Letshwiti J B, Semberova J, Pichova K, Dempsey E M, Franklin O M, Miletin J
Department of Paediatric and Newborn Medicine, Coombe Women and Infants University Hospital, Dublin, Ireland.
Department of Paediatric and Newborn Medicine, Coombe Women and Infants University Hospital, Dublin, Ireland; Neonatal Intensive Care Unit, Institute for the Care of Mother and Child, Prague, Czech Republic.
Early Hum Dev. 2017 Jan;104:45-49. doi: 10.1016/j.earlhumdev.2016.12.008. Epub 2016 Dec 30.
Treatment of the patent ductus arteriosus (PDA) in the preterm infant remains contentious. There are numerous options of the PDA management from early targeted treatment, late (symptomatic) treatment to no treatment at all.
To evaluate a three different PDA management approaches in very low birth weight (VLBW) infants.
A retrospective observational time series study of three cohorts of VLBW infants born between 2004 and 2011.

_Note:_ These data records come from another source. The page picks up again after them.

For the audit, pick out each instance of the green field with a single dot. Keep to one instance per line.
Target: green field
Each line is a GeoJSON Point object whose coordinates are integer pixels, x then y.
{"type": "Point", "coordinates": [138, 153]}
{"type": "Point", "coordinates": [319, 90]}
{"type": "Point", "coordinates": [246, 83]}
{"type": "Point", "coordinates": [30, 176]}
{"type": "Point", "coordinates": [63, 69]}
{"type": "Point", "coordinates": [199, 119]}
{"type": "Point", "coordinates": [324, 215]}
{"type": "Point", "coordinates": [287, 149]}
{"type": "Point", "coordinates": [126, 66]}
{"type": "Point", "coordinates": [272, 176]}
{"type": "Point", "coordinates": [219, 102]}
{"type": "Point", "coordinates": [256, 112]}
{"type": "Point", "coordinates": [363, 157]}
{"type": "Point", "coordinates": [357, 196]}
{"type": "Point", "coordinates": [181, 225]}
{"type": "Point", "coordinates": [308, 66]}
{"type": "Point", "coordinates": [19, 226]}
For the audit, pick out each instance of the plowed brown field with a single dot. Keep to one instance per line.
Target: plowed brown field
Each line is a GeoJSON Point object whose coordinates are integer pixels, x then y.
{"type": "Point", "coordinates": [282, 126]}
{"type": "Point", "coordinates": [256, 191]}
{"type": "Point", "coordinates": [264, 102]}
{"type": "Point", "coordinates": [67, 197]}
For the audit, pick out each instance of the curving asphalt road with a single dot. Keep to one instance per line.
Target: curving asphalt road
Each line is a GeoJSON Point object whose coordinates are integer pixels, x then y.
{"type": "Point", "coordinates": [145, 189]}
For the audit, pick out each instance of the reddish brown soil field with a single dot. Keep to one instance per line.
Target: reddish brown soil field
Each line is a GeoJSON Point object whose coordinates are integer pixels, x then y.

Infants in Symptomatic Treatment Group (STG) were echocardiographically evaluated when clinical signs suggestive of a PDA were present and treated if a haemodynamically significant PDA was confirmed. Early Targeted Group (ETG) underwent echocardiography within the first 48h and infants received ibuprofen if a large PDA was present. Conservative Treatment Group (CTG) was screened by echocardiography on day seven of life; patients with PDA were managed with increased positive end expiratory pressure and fluid restriction as a first line intervention.
The primary outcome was medical and surgical treatment in the three time periods. Secondary outcomes included mortality, severe periventricular and intraventricular haemorrhage, respiratory distress syndrome and chronic lung disease.
There were 138 infants diagnosed with PDA; 52 infants in STG, 52 infants in ETG and 34 infants in CTG. Ibuprofen therapy and ligation were less frequent in CTG. There was significantly decreased incidence of chronic lung disease in CTG compared to STG (18% vs. 51%; p=0.003) and to ETG (18% vs. 46%; p=0.02). There was no difference in the other short term outcomes.
Conservative treatment of persistent ductus arteriosus in VLBW infants is a feasible option and future randomized trials of conservative management are warranted.
早产儿动脉导管未闭(PDA)的治疗仍存在争议。从早期靶向治疗、晚期(有症状时)治疗到完全不治疗,动脉导管未闭的管理有多种选择。
评估极低出生体重(VLBW)婴儿的三种不同动脉导管未闭管理方法。
对2004年至2011年间出生的三组极低出生体重婴儿进行回顾性观察时间序列研究。
有症状治疗组(STG)的婴儿在出现提示动脉导管未闭的临床体征时进行超声心动图评估,若确诊为血流动力学显著的动脉导管未闭则进行治疗。早期靶向组(ETG)在出生后48小时内接受超声心动图检查,若存在大型动脉导管未闭则给予布洛芬治疗。保守治疗组(CTG)在出生后第7天通过超声心动图进行筛查;动脉导管未闭的患者首先采用增加呼气末正压和限制液体入量进行管理。
主要结局是三个时间段内的内科和外科治疗。次要结局包括死亡率、重度脑室周围和脑室内出血、呼吸窘迫综合征和慢性肺病。
共有138例婴儿被诊断为动脉导管未闭;有症状治疗组52例婴儿,早期靶向组52例婴儿,保守治疗组34例婴儿。保守治疗组中布洛芬治疗和结扎的频率较低。与有症状治疗组相比(18%对51%;p = 0.003)以及与早期靶向组相比(18%对46%;p = 0.02),保守治疗组慢性肺病的发生率显著降低。其他短期结局无差异。
极低出生体重婴儿持续性动脉导管未闭的保守治疗是一种可行的选择,未来有必要进行保守治疗的随机试验。